Raaga Breach: 10.2M Accounts — Passwords Exposed

Overview

In December 2025, a significant data breach impacted the popular Indian music streaming service, Raaga. A dataset containing the personal information of over 10 million users was stolen and subsequently offered for sale on a prominent hacking forum. The exposure of sensitive personal details, combined with weakly protected passwords, makes this a critical security incident for anyone who has ever used the service.

What Was Exposed

The stolen data is extensive and includes several key pieces of personal information for each affected account. The confirmed exposed data includes:

• Email Addresses: The primary contact and login identifier.
• Names and Genders: Basic personal identification details.
• Passwords: These were stored using an outdated and weak method known as an unsalted MD5 hash. This is akin to locking a door with a basic, easily picked lock, making it relatively simple for criminals to convert these hashes back into the original plaintext passwords.
• Additional Personal Data: For many users, the breach also included ages, full dates of birth, and postcodes.
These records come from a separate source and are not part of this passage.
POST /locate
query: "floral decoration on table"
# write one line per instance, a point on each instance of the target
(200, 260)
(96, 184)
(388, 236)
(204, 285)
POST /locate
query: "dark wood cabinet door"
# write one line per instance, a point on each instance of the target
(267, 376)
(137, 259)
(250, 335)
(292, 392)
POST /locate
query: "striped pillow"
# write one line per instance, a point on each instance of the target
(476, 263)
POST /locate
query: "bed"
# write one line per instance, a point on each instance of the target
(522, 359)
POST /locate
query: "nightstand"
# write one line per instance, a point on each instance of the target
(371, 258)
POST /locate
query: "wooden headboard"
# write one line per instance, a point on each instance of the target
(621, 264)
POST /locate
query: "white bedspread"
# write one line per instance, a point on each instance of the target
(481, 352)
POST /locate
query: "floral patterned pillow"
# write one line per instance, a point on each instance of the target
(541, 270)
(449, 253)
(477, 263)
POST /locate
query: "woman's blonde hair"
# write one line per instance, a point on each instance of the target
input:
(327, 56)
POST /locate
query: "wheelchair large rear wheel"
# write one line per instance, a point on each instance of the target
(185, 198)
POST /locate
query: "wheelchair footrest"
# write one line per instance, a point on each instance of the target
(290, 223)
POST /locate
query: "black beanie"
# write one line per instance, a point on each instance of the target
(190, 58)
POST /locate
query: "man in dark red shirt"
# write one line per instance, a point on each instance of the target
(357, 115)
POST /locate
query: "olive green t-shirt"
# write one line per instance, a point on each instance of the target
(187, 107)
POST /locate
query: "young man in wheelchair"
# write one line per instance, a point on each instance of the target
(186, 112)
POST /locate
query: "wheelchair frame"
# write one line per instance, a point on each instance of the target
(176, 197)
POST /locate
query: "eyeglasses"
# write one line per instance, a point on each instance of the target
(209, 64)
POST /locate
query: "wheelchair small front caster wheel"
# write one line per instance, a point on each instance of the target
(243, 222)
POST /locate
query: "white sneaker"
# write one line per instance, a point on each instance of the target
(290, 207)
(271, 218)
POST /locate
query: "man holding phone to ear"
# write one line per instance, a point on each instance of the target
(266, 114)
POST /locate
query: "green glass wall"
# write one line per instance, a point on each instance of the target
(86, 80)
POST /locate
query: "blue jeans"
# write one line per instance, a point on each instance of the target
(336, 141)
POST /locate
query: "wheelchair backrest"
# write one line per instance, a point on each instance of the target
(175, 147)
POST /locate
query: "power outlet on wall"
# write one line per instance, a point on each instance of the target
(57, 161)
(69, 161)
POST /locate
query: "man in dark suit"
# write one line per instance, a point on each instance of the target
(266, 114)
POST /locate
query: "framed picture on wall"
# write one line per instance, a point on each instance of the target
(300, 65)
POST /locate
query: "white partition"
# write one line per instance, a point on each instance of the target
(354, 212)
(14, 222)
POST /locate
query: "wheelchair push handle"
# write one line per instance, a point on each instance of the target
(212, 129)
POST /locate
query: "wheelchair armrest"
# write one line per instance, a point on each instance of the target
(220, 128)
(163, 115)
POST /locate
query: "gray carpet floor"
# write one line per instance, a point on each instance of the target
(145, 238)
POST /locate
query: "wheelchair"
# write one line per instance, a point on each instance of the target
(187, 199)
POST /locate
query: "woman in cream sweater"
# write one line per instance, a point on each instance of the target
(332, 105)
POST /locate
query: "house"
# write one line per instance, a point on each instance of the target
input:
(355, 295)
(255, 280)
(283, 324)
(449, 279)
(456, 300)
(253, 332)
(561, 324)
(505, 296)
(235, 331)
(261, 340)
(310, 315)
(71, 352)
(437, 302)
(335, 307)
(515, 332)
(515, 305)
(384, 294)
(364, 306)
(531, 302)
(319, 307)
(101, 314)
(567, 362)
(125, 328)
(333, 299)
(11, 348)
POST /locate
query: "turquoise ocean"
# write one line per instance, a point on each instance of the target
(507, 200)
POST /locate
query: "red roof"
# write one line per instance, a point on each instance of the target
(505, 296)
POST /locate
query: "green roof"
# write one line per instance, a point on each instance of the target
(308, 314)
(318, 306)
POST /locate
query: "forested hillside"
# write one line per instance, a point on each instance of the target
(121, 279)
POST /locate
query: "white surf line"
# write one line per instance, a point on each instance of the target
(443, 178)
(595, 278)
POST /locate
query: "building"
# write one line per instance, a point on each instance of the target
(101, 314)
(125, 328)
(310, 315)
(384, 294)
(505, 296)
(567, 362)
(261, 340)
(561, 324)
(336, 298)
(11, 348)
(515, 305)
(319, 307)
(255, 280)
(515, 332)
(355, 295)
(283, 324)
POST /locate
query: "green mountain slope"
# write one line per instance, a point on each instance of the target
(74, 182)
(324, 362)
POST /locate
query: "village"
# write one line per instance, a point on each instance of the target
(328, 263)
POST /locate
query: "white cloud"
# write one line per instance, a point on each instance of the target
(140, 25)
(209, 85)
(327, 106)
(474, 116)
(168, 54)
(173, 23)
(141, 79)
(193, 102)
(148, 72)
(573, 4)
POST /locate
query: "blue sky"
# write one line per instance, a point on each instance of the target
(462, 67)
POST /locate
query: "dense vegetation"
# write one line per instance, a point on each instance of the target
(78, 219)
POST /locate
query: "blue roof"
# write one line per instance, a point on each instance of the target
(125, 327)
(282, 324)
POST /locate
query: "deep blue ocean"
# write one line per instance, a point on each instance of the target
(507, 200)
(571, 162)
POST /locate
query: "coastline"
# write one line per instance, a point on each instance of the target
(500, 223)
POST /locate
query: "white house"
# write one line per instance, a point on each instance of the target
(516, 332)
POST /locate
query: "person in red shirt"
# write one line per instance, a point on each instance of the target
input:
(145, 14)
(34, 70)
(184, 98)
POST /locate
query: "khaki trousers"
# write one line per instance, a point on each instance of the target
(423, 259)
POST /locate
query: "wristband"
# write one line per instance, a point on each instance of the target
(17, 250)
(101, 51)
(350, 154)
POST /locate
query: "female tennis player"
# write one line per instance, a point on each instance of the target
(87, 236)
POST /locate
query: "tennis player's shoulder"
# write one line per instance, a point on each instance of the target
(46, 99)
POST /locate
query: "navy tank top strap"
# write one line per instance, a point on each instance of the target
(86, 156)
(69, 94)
This combination of information is particularly sensitive.

Potential Impact

The exposure of this data creates multiple serious risks for victims. The primary danger is account takeover. Since many people reuse passwords across multiple websites, criminals can use the cracked Raaga passwords to attempt to log into your email, social media, banking, or shopping accounts. This is the most immediate threat.

Secondly, the combination of your name, date of birth, email, and postcode provides a powerful toolkit for targeted phishing attacks. Scammers can craft highly convincing emails pretending to be from banks, government agencies, or other trusted entities, using your real details to gain your trust. This information can also be used for identity fraud or sold to other cybercriminals on the dark web.

Recommendations

If you have ever had a Raaga account, you must take immediate action to protect yourself.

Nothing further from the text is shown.